Background Major burns in children are associated with high mortality and morbidity in any developing countries. Excision within 24–48 h after burn is associated with decreased infection, blood loss, length of hospital stay, and mortality. The authors present a standardized method for homograft to evaluate whether the use of the homograft as a biological dressing is beneficial compared with standard topical treatment.
Patients and methods Children aged 14 years with major partial thickness burn of 20% total body surface area of burn (TBSA) or more were included in this study. They were divided into two groups to be managed with either homograft (group A) (n=20) or treated with topical antimicrobial twice daily applications (silver sulfadiazine) (group B) (n=23). The two groups were compared.
Results Treatment of major second-degree burns with homograft in pediatrics corrected anemia and hypoalbuminemia and decreased pain during the dressing changes. There was a significantly decrease in dressing changes in group A than in group B (P<0.05). Moreover, the length of stay in hospital reduced (P<0.01) in group A. The use of homograft decreased the risk of infection. Time of total healing, and the burn scar contracture development was different between the two groups.
Conclusion Early excision of partial thickness burn and coverage with homograft is beneficial in children compared with the standard topical therapy.
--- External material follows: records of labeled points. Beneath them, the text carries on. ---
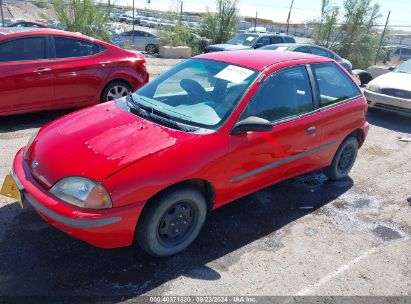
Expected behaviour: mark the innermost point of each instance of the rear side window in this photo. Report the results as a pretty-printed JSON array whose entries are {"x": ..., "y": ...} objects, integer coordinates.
[
  {"x": 289, "y": 39},
  {"x": 22, "y": 49},
  {"x": 333, "y": 84},
  {"x": 72, "y": 47},
  {"x": 302, "y": 49},
  {"x": 276, "y": 39},
  {"x": 284, "y": 94}
]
Keywords: biological dressing, burn, homograft, topical treatment


How to cite this article:
Lethy M, El Sakka D, Al Kashty S, Abdelhady MM. The role of homograft in management of major burn in children. Egypt J Surg 2020;39:662-7

How to cite this URL:
Lethy M, El Sakka D, Al Kashty S, Abdelhady MM. The role of homograft in management of major burn in children. Egypt J Surg [serial online] 2020 [cited 2020 Sep 21];39:662-7. Available from: http://www.ejs.eg.net/text.asp?2020/39/3/662/293673




  Introduction Top


Skin is the largest organ in the human body, and no one can dispute its perceptive, regulatory, protective, and cosmetic functions [1].

Major burns in pediatrics are associated with high mortality and morbidity in any developing countries. Children with more than 40% of total body surface area burns will experience complications as a direct result of inadequate treatment and lack of resources. Early excision of burn wounds has been one of the most critical advances in modern burn care [2].

Approximately 85% of thermal injuries in the pediatric population are owing to scalds [3],[4] and account for nearly 60% of all admissions to pediatric burn units [5].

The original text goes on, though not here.